Car, en pressant bien, voilà la fin et la conclusion d'un écrit auquel nous voudrions moins de réserve. L'auteur, dont nous pressentons les opinions à certains accents qui passent à travers les surveillances de sa pensée, l'auteur nie à Saint Martin et au mysticisme la vérité philosophique et religieuse,—ces deux vérités qui, pour nous, n'en font qu'une, mais que les rationalistes croient très habile de séparer. Et il a raison s'il ne s'agit ici que de Saint Martin, «le philosophe inconnu du XVIIIe siècle», et du mysticisme hors l'orthodoxie, du mysticisme de l'hérésie ou de l'erreur. Mais, sérieusement, et pour qui n'ignore pas la pente des choses et où la logique pousse l'esprit encore plus qu'elle ne le mène, pour qui nous a prouvé que le mysticisme de Saint Martin, comme tout mysticisme en dehors de la règle posée par l'Église, traîne l'esprit jusqu'au panthéisme, pour un homme expérimenté en ces matières, qui sait fort bien qu'il n'y a plus maintenant face à face, en philosophie, que le catholicisme et le panthéisme, et que toute idée se ramène forcément à l'un ou à l'autre de ces grands systèmes sans pouvoir jamais en sortir, était-ce bien la peine de s'interrompre et de s'arrêter? Fallait-il rester devant un mur si transparent, dont l'impénétrabilité peut-être effrayait moins que la transparence? Une vraie critique philosophique, si elle avait voulu mériter l'honneur de son épithète, devait-elle, après avoir accumulé les négations, s'enfoncer et disparaître dans le néant qu'elle avait fait, et, sous peine de trop ressembler à tout ce qu'elle avait pulvérisé, n'était-elle pas tenue d'ajouter et d'affirmer quelque chose de plus? Que si elle n'affirmait pas, ne retombait-elle point inévitablement à la monographie pure et simple, aux petites analyses, qui pincent les fibrilles des choses au lieu de les briser d'une seule et grande rupture dans leurs muscles les plus résistants? Ne revenait-elle pas, enfin, à tous ces procédés microscopiques si chers et si familiers aux philosophies infécondes, aux philosophies sur le retour?... Nonobstant de si tristes conditions acceptées, le livre de Caro, tout incomplet qu'il soit par la conclusion, est d'un intérêt très vif encore. Nous y avons trouvé ce qui vivifie tous les livres philosophiques: la verve de la discussion, la propriété du langage, et surtout la nouveauté inattendue et piquante du renseignement.
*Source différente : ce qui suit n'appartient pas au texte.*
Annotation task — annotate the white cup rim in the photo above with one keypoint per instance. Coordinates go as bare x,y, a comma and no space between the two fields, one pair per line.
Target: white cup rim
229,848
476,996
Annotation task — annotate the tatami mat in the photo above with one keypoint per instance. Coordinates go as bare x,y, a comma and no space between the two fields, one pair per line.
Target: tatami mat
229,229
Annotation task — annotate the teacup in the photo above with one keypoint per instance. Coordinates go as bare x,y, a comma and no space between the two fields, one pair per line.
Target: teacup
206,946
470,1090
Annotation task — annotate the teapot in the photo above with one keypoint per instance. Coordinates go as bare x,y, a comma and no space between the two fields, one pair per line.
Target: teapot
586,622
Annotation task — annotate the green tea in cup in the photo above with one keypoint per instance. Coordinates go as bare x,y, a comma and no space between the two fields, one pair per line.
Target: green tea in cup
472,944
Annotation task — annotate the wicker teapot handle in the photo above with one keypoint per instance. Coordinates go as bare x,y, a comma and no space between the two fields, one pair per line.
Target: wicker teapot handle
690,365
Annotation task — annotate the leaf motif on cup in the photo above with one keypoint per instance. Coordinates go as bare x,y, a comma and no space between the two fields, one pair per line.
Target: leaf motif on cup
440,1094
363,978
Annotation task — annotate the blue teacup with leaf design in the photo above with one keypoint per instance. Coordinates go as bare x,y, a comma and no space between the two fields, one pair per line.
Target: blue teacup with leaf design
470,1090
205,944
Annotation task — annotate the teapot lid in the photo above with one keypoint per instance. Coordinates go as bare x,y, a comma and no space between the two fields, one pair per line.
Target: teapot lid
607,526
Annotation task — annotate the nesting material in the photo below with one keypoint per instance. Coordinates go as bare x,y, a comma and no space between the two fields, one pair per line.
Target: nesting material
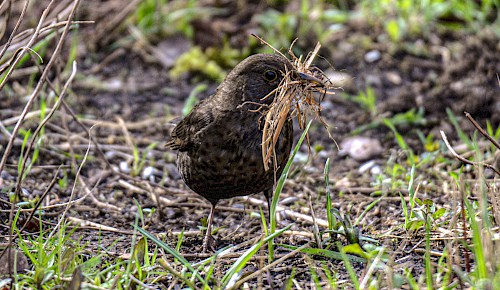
297,96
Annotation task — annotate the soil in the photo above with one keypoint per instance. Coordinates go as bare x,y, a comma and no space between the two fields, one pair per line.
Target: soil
131,102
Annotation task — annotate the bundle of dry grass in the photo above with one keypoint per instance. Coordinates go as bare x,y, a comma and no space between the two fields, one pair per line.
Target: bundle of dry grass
296,96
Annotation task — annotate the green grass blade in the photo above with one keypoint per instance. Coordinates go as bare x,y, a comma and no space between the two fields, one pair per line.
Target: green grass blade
243,260
279,188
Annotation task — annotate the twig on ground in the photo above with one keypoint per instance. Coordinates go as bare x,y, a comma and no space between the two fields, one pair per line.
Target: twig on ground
482,131
459,157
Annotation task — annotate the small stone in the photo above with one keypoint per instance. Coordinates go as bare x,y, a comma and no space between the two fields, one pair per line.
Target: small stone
289,200
394,78
372,56
366,166
361,148
147,172
124,167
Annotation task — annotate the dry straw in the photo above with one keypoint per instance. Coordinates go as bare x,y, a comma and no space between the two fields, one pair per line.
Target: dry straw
299,94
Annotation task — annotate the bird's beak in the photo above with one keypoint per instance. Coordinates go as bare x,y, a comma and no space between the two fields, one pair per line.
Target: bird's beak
310,78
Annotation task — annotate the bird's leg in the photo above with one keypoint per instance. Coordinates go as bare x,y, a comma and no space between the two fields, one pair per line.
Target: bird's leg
208,241
268,193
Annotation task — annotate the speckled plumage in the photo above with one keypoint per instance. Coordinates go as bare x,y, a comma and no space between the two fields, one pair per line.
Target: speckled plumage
219,142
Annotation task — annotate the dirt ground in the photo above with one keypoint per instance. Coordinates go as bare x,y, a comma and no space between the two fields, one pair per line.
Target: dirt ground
129,100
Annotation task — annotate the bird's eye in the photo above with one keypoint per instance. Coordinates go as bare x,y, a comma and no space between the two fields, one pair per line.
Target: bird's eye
270,75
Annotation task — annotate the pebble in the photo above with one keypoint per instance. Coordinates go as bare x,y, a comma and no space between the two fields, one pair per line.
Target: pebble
289,200
361,148
124,167
147,172
372,56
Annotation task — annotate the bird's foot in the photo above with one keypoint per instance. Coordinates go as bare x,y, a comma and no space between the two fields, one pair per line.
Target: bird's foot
208,244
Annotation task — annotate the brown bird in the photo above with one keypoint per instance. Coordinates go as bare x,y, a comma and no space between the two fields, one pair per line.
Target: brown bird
219,142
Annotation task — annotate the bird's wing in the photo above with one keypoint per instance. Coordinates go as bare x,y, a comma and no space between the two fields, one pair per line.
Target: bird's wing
187,131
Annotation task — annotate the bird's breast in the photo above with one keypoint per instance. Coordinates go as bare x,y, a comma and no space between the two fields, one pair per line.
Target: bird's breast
227,160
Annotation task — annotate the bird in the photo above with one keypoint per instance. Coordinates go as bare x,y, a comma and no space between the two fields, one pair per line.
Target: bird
219,143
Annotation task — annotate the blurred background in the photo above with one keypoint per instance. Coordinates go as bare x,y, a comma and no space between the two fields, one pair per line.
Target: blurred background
404,70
On y était tenu avec Saint Martin plus qu'avec aucun autre. Saint Martin n'a point le rare privilège des grands esprits nets, des hommes à découvertes dans l'ordre de la pensée et à résultats positifs. Ceux-là, on les trouve sans les chercher dans ce qu'ils ont fait et dans les influences qu'ils ont laissées après leur passage, tandis que déjà, et à la distance d'une moitié de siècle, il nous faut chercher Saint Martin pour l'apercevoir. De son vivant, il aimait à s'appeler le philosophe inconnu, et il a bien manqué de sombrer sous ce nom-là dans la mémoire des hommes, puni justement, d'ailleurs, par l'obscurité de tous ces petits mystères de secte dans lesquels il avait comme entortillé sa pensée. Sans le mot enthousiaste de madame de Staël dans son Allemagne, un autre mot plus grave et mieux pesé de J. de Maistre dans ses Soirées de Saint-Pétersbourg, l'image de Joubert, qui en fait un aigle avec des ailes de chauve-souris, et quelques lignes impertinentes de Chateaubriand dans ses Mémoires d'outre-tombe, qui donc, dans le monde du XIXe siècle, connaîtrait de vue Saint Martin, sinon les curieux qui lisent tout et qui se font des bibliothèques de folies? Le temps a marché sur les hommes qui croyaient au grand mystique des voies intérieures et qui sympathisaient à ses idées. Il a péri presque tout entier. Il n'a point laissé de trace et de ciment parmi eux, comme Swedenborg, cet autre mystique, qui passa aussi sa vie dans la contemplation et dans l'obscurité, mais dont le système, plus hardi et plus exprimé, a jeté un éclat qui rappelle les aurores boréales de son pays. Swedenborg a encore des milliers de disciples. Il est vrai qu'ils sont en Amérique,—ce qui diminue le mérite d'en avoir,—dans le pays qui pare sa jeunesse avec les oripeaux tombés de la tête branlante de la vieille Europe. Saint Martin n'en a guères nulle part... Le mysticisme, qui est de tout temps comme l'orgueil de l'homme, sa personnalité et sa soif d'infini, a changé de peau comme un serpent. Il n'en est plus où il en était au XVIIIe siècle, et Caro, nous développant la doctrine de Saint Martin, cette mystérieuse et nuageuse doctrine qui partit de Boehm pour aboutir misérablement à une madame de Krudner, nous produit bien moins l'effet d'un philosophe que d'un antiquaire, qui nous désenveloppe une momie et nous fait compter ses bandelettes.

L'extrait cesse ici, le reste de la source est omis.